Just before Pier 1 pulled up stakes, the owners of the neighboring bookstore, A Bargain in Books, and the flower shop, Finely Flowers/The Basket People, both received notices that they had 45 days to vacate their spots.

"We were doing decent business, too," says Perry Deschler, the 71-year-old owner of the bookstore, who has since moved it to Englewood. "Of course, you got a different kind of person on Colfax, but we liked it." Deschler says that when Triton took over the building, the company sent him a letter indicating that a representative would come by to renegotiate his lease. When no one visited him for a year, he thought things were fine and dandy. The eviction notice, slipped under his door, came as a surprise, but Deschler moved out with little fuss after 45 days, assuming the extra fifteen days was a grace period. Recently, he received a call from a bill collector working for Triton, looking to pick up the fifteen days' worth of rent ($250). "Guess they didn't have time to come and talk to us little people," Deschler says.
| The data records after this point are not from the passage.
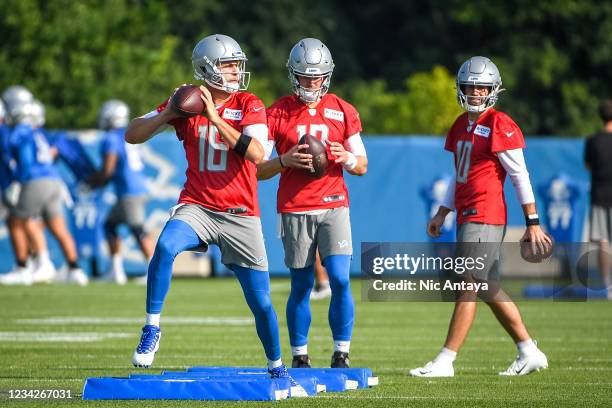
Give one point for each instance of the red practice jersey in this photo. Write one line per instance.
(217, 177)
(479, 192)
(333, 120)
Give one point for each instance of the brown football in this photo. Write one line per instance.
(186, 100)
(319, 155)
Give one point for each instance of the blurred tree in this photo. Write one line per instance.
(554, 55)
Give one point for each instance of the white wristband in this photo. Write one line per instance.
(351, 163)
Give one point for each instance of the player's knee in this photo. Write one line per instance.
(260, 303)
(110, 230)
(138, 231)
(302, 281)
(167, 248)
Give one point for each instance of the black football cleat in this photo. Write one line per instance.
(301, 361)
(340, 360)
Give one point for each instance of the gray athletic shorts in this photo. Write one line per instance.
(41, 198)
(601, 223)
(240, 238)
(128, 210)
(302, 234)
(477, 240)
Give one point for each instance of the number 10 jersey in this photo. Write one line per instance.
(479, 190)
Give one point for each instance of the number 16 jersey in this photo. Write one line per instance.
(218, 178)
(479, 190)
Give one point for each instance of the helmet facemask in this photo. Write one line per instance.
(210, 72)
(308, 95)
(485, 101)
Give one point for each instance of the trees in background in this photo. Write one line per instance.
(396, 61)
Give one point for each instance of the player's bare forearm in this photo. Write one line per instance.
(361, 168)
(529, 208)
(254, 152)
(268, 169)
(142, 129)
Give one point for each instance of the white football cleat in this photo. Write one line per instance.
(115, 276)
(44, 273)
(524, 365)
(19, 276)
(434, 369)
(77, 276)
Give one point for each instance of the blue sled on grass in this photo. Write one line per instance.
(226, 383)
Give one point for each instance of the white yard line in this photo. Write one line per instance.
(60, 337)
(92, 320)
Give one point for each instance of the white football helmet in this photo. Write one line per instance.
(478, 71)
(113, 114)
(310, 58)
(213, 50)
(16, 97)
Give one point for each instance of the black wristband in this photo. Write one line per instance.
(532, 219)
(242, 144)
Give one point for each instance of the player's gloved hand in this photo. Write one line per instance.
(296, 160)
(210, 110)
(540, 241)
(342, 156)
(434, 226)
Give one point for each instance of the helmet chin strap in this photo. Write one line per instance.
(309, 96)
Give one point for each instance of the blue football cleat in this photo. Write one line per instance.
(148, 346)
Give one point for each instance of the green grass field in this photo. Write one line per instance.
(390, 338)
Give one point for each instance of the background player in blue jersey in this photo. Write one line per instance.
(122, 166)
(42, 190)
(15, 96)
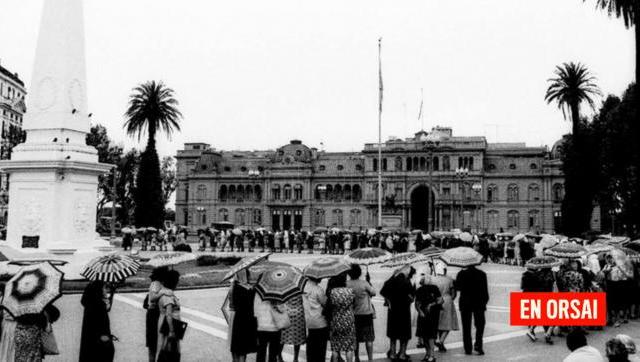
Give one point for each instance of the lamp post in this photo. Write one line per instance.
(461, 175)
(430, 146)
(477, 188)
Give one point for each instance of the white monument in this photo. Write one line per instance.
(53, 176)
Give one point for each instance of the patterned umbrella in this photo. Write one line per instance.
(566, 250)
(111, 268)
(245, 263)
(171, 258)
(542, 262)
(326, 268)
(408, 258)
(367, 256)
(432, 251)
(280, 284)
(32, 289)
(461, 256)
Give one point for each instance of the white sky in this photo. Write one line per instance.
(253, 74)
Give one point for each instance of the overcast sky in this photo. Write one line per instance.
(253, 74)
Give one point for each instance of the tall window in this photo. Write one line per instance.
(223, 215)
(512, 193)
(534, 192)
(513, 219)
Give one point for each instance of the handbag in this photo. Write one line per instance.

Triton's Allen says he doesn't know why the two locally owned stores were run out; he says he wasn't with the company when the decision was made.

At the end of this month, a white-tablecloth seafood restaurant is set to open in Deschler's former space. It will get off the ground with a $150,000 loan from the Mayor's Office of Economic Development, which gives out money to small businesses that are attempting to revitalize perennially downtrodden neighborhoods.

Now, however, it will have to spend its first year next to a vacant storefront -- in a neighborhood that was just fine, Packham points out, before Triton started handing out eviction notices and forcing favored tenants to leave behind empty storefronts.